Intrinsic autophagy is important for the maintenance of intestinal homeostasis and intestinal regeneration. Ionizing radiation suppresses intrinsic autophagy and reduces damage-induced regeneration in the intestine, resulting in intestinal injury. Resveratrol, a sirtuin 1 (SIRT1) agonist, promotes autophagy and exerts radioprotective effect. In this study, the protective effect of resveratrol against radiation-induced intestinal injury and its potential mechanism were investigated. Intestinal epithelial cells (IEC-6) were exposed to 10 Gy ionizing radiation and resveratrol (0.1–40.0 μM).
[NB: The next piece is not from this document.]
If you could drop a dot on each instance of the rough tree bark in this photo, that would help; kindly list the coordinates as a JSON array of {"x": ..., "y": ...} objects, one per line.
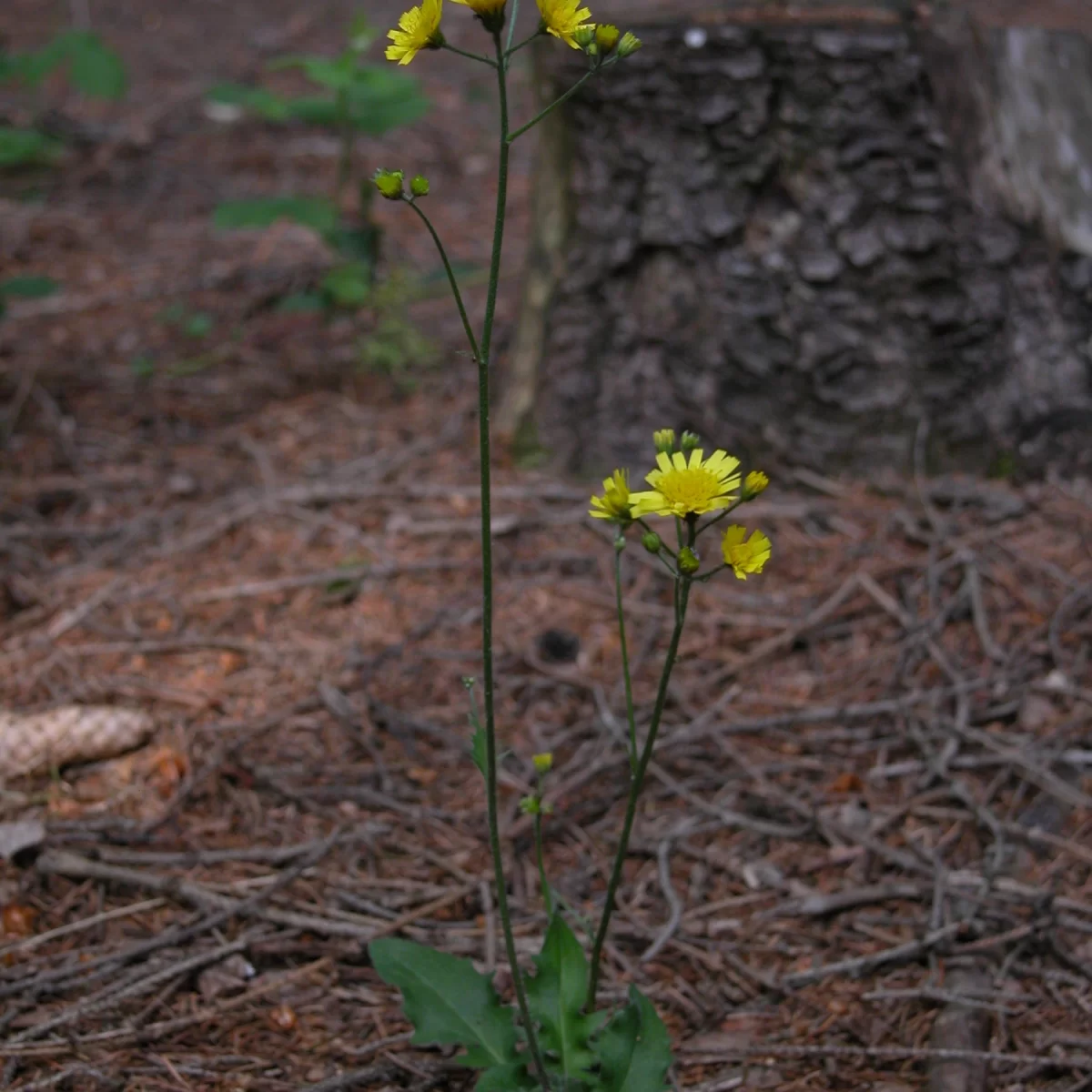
[{"x": 806, "y": 229}]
Cell viability was investigated using Cell Counting Kit 8 (CCK8), apoptosis was observed by Annexin V-fluorescein isothiocyanate/propidium iodide (PI) staining and flow cytometry, and the expression of apoptotic and autophagic proteins was determined by western blotting. Resveratrol exerted a high toxicity against IEC-6 cells, but at low concentrations, it inhibited ionizing radiation-induced apoptosis. Resveratrol increased SIRT1 expression after irradiation and inhibited ionizing radiation-induced p53 acetylation and pro-apoptotic protein, Bax, expression. Furthermore, resveratrol promoted autophagy via the phosphoinositide 3-kinase (PI3K)/AKT/mammalian target of rapamycin (mTOR) pathway, thereby protecting IEC-6 cells against radiation-induced damage. These results suggest that resveratrol reduces radiation-induced IEC-6 cell damage by inhibiting apoptosis and promoting autophagy via the activation of SIRT1, and that the PI3K/AKT/mTOR signaling pathway is involved in the induction of autophagy.